Talvez nunca tenha sido filmado um Rio de Janeiro tão frio quanto o captado pelas lentes da veterana francesa Hélene Louvart, escolhida por Karim Aïnouz para fotografar A Vida Invisível, vencedor da mostra Un Certain Regard no Festival de Cannes e nosso possível representante ao Oscar 2020, com pré-estreias já neste fim de semana. Baseado livremente no livro de Martha Batalha, o filme usa a melancolia, uma das mais potentes ferramentas do melodrama, como principal tônica das mais de duas horasde projeção. É nesse caminho, recusando constantemente uma visceralidade dramática, que sua narrativa costura um retrato de negações: à escolha, aos afetos, ao futuro. Todas enraizadas em cerceadoras estruturas familiares patriarcais. É um perverso silenciamento que encontra vazão na própria linguagem, fria e pouco aberta. E que faz da obra uma das mais sensíveis preciosidades do ano.
É o Rio de Janeiro dos anos 1950 que abriga o começo de tudo. A boemia carioca cantada por Nelson Gonçalves parece em boa parte ser uma realidade paralela, quando entramos na rotina das irmãs Eurídice (Carol Duarte) e Guida (Julia Stockler), caseira e regrada. É no grande ato subversivo de dar uma saída de casa que a realidade enclausuradora começa a operar. Em suas fugidinhas para a noite, Guida se apaixona por um marinheiro grego e decide fugir do país com o amado, escandalizando seu pai. Os anos se passam, sua irmã se casa e ela decide retornar ao país, grávida e sozinha.

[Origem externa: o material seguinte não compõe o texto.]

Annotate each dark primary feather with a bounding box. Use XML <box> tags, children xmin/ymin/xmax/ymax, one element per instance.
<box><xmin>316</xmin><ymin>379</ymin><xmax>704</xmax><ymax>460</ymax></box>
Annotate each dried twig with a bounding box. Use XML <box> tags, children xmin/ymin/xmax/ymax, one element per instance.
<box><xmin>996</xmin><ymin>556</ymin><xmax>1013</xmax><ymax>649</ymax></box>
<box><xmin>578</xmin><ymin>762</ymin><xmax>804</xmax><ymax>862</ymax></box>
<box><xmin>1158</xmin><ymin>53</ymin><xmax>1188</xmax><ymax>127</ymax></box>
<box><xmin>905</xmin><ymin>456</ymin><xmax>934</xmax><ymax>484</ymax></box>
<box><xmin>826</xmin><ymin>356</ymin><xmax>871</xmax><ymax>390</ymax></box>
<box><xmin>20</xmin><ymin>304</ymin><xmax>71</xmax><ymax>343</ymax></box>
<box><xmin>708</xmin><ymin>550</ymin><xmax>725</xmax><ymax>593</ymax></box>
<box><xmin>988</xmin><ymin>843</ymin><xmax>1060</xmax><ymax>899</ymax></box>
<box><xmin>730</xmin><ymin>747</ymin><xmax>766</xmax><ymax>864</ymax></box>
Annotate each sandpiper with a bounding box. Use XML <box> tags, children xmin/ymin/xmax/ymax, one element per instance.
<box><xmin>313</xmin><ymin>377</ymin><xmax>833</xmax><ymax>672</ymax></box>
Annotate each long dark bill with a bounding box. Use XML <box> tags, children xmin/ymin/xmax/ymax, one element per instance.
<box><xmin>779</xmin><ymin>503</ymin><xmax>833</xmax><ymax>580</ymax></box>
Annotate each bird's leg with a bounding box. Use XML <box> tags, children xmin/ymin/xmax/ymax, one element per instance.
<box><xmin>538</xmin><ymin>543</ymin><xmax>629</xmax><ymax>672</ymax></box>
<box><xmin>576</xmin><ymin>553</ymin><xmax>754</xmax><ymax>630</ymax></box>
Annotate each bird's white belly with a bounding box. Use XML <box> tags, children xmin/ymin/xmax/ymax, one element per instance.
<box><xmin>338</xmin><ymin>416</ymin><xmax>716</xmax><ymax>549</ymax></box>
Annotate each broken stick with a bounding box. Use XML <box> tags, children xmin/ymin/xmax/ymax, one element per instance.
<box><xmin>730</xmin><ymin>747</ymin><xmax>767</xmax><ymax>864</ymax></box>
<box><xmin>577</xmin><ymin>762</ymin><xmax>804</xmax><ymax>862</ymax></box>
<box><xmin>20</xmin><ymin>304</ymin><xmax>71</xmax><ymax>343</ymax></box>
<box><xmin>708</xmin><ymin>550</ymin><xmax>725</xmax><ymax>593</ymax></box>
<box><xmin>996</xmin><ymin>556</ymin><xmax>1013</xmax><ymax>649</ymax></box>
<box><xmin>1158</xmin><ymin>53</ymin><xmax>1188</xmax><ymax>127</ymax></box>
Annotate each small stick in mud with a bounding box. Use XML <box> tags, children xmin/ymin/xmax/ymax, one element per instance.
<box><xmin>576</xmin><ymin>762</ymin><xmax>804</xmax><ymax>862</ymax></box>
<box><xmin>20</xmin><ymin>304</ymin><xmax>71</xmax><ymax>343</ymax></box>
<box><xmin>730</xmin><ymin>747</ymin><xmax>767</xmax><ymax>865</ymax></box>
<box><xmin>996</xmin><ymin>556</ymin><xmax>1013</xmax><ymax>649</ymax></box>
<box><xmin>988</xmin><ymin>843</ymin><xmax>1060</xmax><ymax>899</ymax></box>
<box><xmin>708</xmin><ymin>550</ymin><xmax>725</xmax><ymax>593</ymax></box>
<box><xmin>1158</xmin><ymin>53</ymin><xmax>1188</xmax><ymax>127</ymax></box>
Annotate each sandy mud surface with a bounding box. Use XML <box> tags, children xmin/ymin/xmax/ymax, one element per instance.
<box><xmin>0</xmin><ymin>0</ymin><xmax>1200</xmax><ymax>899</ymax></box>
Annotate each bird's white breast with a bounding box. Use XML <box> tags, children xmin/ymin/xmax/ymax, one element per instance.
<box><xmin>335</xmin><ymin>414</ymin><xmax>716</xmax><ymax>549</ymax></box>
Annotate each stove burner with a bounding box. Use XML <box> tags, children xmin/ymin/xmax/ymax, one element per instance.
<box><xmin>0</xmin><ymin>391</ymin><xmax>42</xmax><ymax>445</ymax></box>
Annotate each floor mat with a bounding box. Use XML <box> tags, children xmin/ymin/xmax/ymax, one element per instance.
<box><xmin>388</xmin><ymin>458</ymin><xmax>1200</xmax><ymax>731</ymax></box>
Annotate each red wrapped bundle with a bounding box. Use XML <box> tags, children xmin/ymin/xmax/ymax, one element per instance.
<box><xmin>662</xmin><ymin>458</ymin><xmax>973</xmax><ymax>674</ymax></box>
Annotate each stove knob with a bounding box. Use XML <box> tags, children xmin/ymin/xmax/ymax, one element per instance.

A família, subserviente ao patriarca, não a aceita de volta e ainda mente sobre o paradeiro da irmã. Separadas, ambas vão vivendo suas novas vidas permeadas pela
saudade uma da outra e pelo desejo do encontro.
Se os primeiro minutos se passam na natureza, com o respiro ao ar-livre, mesmo que já sob um tom agridoce, o contraste logo vem nos espaços das casas e apartamentos. São esses os lugares para onde a vida de ambas é empurrada. A vivência de Eurídice no mundo é mais de cômodos do que rua. Guida, a mais rebelde, ainda tenta dar vazão à sua inconformação perante essa restrição de uma vida entre quatro paredes. A fotografia de Louvart faz questão de pontuar que estamos vendo o mundo por um ponto de vista emoldurado por portas e algumas janelas. É uma sutil claustrofobia que vai sendo plantada com o dia a dia, sob a roupagem dos cuidados: da casa, das crianças e dos adultos. Mesmo vivendo duas realidades bem distintas, é nesse enclausuramento que estão os paralelos entre as irmãs.
Quem também é um agente do enclausuramento é o tempo. E a montagem da belga Heike Parpiles faz questão de não deixar os saltos temporais muito marcados, quase como um comentário sobre como aquela melancolia e dor são resistentes ao passar dos anos. Assim como também persiste, através das gerações, o comportamento dos homens da família em negar liberdades e fazer suas escolhas sempre prevalecer. O bronco pai português Manuel (António Fonseca) pode até ser o primeiro a limar as potencialidades das filhas, mas assim também o faz Antenor, mesmo em seus trejeitos mais patéticos, potencializados pela performance de Gregório Duvivier, se prestando ao papel do homem ridicularizado, mas também violento.
A Vida Invisível é povoado por essas excelentes entregas de seus atores, Bárbara Santos como a cativante Filomena ou Flávia Gusmão com a serenidade compulsória da matriarca. Agora, a força de Duarte e Stockler, principalmente na forma como incorporam as marcas do tempo, é deslumbrante. A primeira começa com uma Eurídice de certa forma tensionada, com ombros curvados, mas com um olhar de certa pureza, de uma jovem que ainda vê um mundo com alguma abertura para seus sonhos.
Logo, com o passar dos eventos, vai encontrando um porte mais altivo e seus olhos se tornam mais pesados, consciente do lugar que lhe é imposto. Já a Guida de Stockler expressa uma bem construída reclusão de sua energia expansiva e festeira para um dureza de igual aceitação da realidade que angustia sua vida.
Para coroar esse elenco, entra em cena a força da natureza que é Fernanda Montenegro. Em alguns poucos minutos e sem muitas palavras, a veterana puxa para si a responsabilidade de amarrar toda a carga emocional do longa. Só precisa de alguns olhares para entregar uma das mais comoventes atuações do nosso cinema. Acontece algo muito inexplicável por debaixo dos olhos daquela mulher. Tudo o que era preciso para arrematar a grande obra que é A Vida Invisível.